Learned Video Compression (1811.06981v1)

Published 16 Nov 2018 in eess.IV, cs.CV, cs.LG, and stat.ML

Abstract: We present a new algorithm for video coding, learned end-to-end for the low-latency mode. In this setting, our approach outperforms all existing video codecs across nearly the entire bitrate range. To our knowledge, this is the first ML-based method to do so. We evaluate our approach on standard video compression test sets of varying resolutions, and benchmark against all mainstream commercial codecs, in the low-latency mode. On standard-definition videos, relative to our algorithm, HEVC/H.265, AVC/H.264 and VP9 typically produce codes up to 60% larger. On high-definition 1080p videos, H.265 and VP9 typically produce codes up to 20% larger, and H.264 up to 35% larger. Furthermore, our approach does not suffer from blocking artifacts and pixelation, and thus produces videos that are more visually pleasing. We propose two main contributions. The first is a novel architecture for video compression, which (1) generalizes motion estimation to perform any learned compensation beyond simple translations, (2) rather than strictly relying on previously transmitted reference frames, maintains a state of arbitrary information learned by the model, and (3) enables jointly compressing all transmitted signals (such as optical flow and residual). Secondly, we present a framework for ML-based spatial rate control: namely, a mechanism for assigning variable bitrates across space for each frame. This is a critical component for video coding, which to our knowledge had not been developed within a machine learning setting.

Citations (216)

View on Semantic Scholar

Summary

The paper presents an ML-trained video compression algorithm that achieves up to 60% smaller code sizes for SD and 35% for HD content.
It leverages advanced motion estimation and spatial rate control to minimize compression artifacts and optimally allocate bitrate across frames.
The approach enhances visual quality and real-time low-latency streaming potential, signaling a shift towards ML-driven video technologies.
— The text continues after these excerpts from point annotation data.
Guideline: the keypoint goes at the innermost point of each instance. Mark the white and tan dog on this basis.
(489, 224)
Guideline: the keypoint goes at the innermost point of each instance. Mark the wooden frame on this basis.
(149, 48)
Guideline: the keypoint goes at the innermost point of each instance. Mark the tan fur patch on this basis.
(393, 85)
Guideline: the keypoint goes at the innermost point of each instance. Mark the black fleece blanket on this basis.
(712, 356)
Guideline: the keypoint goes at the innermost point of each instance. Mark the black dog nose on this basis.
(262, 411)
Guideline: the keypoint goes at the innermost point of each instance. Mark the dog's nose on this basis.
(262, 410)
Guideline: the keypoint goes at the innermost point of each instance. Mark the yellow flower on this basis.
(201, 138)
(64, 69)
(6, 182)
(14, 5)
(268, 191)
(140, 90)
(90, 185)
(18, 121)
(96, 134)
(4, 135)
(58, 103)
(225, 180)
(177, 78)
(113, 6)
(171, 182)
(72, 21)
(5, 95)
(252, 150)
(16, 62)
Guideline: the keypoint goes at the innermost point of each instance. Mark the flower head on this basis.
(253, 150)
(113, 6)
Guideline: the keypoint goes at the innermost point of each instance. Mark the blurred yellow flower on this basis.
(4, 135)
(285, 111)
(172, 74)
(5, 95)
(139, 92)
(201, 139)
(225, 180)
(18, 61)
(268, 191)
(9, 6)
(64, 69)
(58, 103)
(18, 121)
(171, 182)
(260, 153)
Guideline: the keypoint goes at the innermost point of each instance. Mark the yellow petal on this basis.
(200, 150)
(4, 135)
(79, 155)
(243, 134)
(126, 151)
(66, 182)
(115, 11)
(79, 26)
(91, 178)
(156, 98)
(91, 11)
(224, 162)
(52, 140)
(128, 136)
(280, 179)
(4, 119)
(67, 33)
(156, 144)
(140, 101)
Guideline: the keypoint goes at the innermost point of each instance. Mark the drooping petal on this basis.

An Analysis of "Learned Video Compression"

The paper "Learned Video Compression" by Rippel et al. explores the domain of ML for video coding, presenting a novel algorithm that is competitive with traditional video codecs in low-latency mode. The research underscores a paradigm shift in video compression through the application of deep learning, offering significant gains in efficiency as evaluated against established codecs such as HEVC/H.265, AVC/H.264, and VP9.

Overview of Contributions

The core contribution of this work is an ML-trained video compression algorithm operating with high efficiency in a low-latency mode. The results show considerable improvements in compression rates, achieving up to 60% smaller code sizes for standard-definition (SD) content and up to 35% for high-definition (HD) content, compared to prominent codecs. The approach alleviates common compression artifacts like blocking and pixelation, thereby enhancing visual output.

Two major innovations set this research apart:

A novel architecture allows more comprehensive motion estimation, leveraging ML to predict and compensate for complex temporal patterns, beyond mere translations.
A method for spatial rate control is introduced, which permits variable bit allocation across frames—this represents a significant advancement as it is critical for video compression and is uncharted in the ML context.

Architectural Advancements

The algorithm capitalizes on recent advancements in deep learning, akin to strides in image compression. Its architecture generalizes motion compensation and facilitates the propagation of learned states beyond pixel-space reference frames. This enables the handling of intricate spatiotemporal dynamics such as out-of-plane rotations and complex motion backgrounds. The framework integrates enhancements paramount for comprehending and compensating video redundancy, often lost in conventional codecs relying on block-matching strategies.

Moreover, the algorithm applies joint compression techniques for optical flow and residuals—a remarkable change allowing the dynamic distribution of bitrate budgets across different frames, optimizing for higher fidelity.

Theoretical and Practical Implications

Practically, the proposed ML-based approach signifies a step forward in addressing diverse video use cases that traditional codecs struggle with, including virtual reality and social media applications. Theoretically, this represents a substantial use case for adaptive, learned behaviors in systems traditionally driven by preconceived algorithms, thereby expanding the potential of ML in computer vision applications.

Across the landscape of video traffic, where demand and heterogeneity rise continuously, an ML-driven compression facilitator offers notable benefits. This includes reducing bandwidth usage and aligning resources more effectively, which is crucial given video dominance in internet data consumption.

Speculations on Future Developments

Looking ahead, this research prompts a broader adoption of ML frameworks in real-time video streaming and low-latency applications. Future avenues might explore real-time implementations and extending capabilities to B-frame coding, potentially elevating it to more general-use video compression settings.

Enhanced computational efficiencies are essential for real-time applicability, suggesting further optimizations and deployment on specialized hardware accelerators. As ML models for codec improvement evolve, there is potential to further push the boundaries of video compression beyond present capabilities.

In conclusion, the paper offers a robust framework for leveraging ML in video compression, potentially catalyzing progressive models in the pursuit of more efficient and visually superior coding methodologies. The implications are far-reaching, both in academia and industry, as ML becomes an increasingly vital component in emerging video technologies.